Текст книги "Тот, кто называл себя О.Генри"
Автор книги: Николай Внуков
Жанр:
Биографии и мемуары
сообщить о нарушении
Текущая страница: 14 (всего у книги 16 страниц)
Билл достал из кармана горсть монет и высыпал их на стол. Он долго и внимательно разглядывал деньги. В чем их сила? Почему люди тратят иногда целую жизнь, чтобы накопить их побольше? Он выбрал из кучки одну монету с тусклым желтоватым профилем Линкольна и прочитал слова, полные «великого смысла», как учат в школе: «Бог дарует нам свободу».
Изречение показалось ему ханжеским. Во всяком случае, оно не подходило к гордому лицу и плотно сжатым губам Линкольна. Он ссыпал монеты обратно в карман и придвинул к себе листы рукописи.
«Рабочий день бушевал все яростнее, – начал писать он. – На бирже топтали и раздирали на части с полдюжины акций разных наименований, в которые клиенты Гарви Максвелла вложили крупные деньги. Приказы на продажу и покупку летали взад и вперед, как ласточки. Опасности подвергалась часть собственного портфеля Максвелла, и он работал полным ходом, как сложная, тонкая и сильная машина. Слова, решения, поступки следовали друг за другом с быстротой и четкостью часового механизма. Акции и обязательства, займы и фонды, закладные и ссуды – это был мир денег, и в нем не было места ни для мира человека, ни для мира природы».

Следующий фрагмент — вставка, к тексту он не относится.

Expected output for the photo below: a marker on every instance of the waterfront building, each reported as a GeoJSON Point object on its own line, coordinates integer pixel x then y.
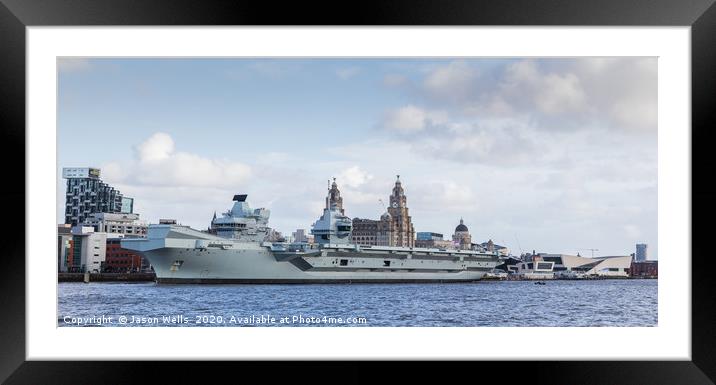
{"type": "Point", "coordinates": [575, 266]}
{"type": "Point", "coordinates": [64, 246]}
{"type": "Point", "coordinates": [117, 223]}
{"type": "Point", "coordinates": [432, 241]}
{"type": "Point", "coordinates": [537, 268]}
{"type": "Point", "coordinates": [641, 252]}
{"type": "Point", "coordinates": [428, 236]}
{"type": "Point", "coordinates": [394, 228]}
{"type": "Point", "coordinates": [334, 197]}
{"type": "Point", "coordinates": [119, 260]}
{"type": "Point", "coordinates": [86, 194]}
{"type": "Point", "coordinates": [648, 269]}
{"type": "Point", "coordinates": [88, 250]}
{"type": "Point", "coordinates": [491, 246]}
{"type": "Point", "coordinates": [462, 238]}
{"type": "Point", "coordinates": [401, 228]}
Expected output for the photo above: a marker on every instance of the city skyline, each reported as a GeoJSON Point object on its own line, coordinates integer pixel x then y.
{"type": "Point", "coordinates": [556, 155]}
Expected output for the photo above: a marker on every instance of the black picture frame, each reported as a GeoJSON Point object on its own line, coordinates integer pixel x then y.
{"type": "Point", "coordinates": [700, 15]}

В углу на маленьком столике зазвонил телефон.
Билл поморщился: он забыл его выключить, когда начал работу.
– Алло, это «Каледония», двадцать восемь, Запад, Двадцать шестая улица?
– Да, это называется так.
– Мне нужен Вильям Сидней Портер.
– Он слушает вас.
– О, это вы, Билл? Я полдня разыскиваю вас по всему городу. Я совсем забыл, что вас теперь зовут О. Генри, и всех спрашиваю о Портере, и никто мне толком ничего не может ответить. Десять минут назад я заскочил в Литературный клуб, загнал в угол какого-то толстяка по имени Боб Дэвис и выжал из него номер вашего телефона. Я всего сутки в городе и…
– Господи, это вы, полковник? – вскрикнул Билл. – Вы в Литературном клубе? Эль, дорогой, постойте, не выходите оттуда никуда ни на секунду. Я сейчас буду с вами! Через пятнадцать минут.
Он заметался по комнате, нашел синий галстук, перчатки, трость, одеваясь, переминался от нетерпения с ноги на ногу перед зеркалом, и лицо у него было красное от возбуждения и счастливое.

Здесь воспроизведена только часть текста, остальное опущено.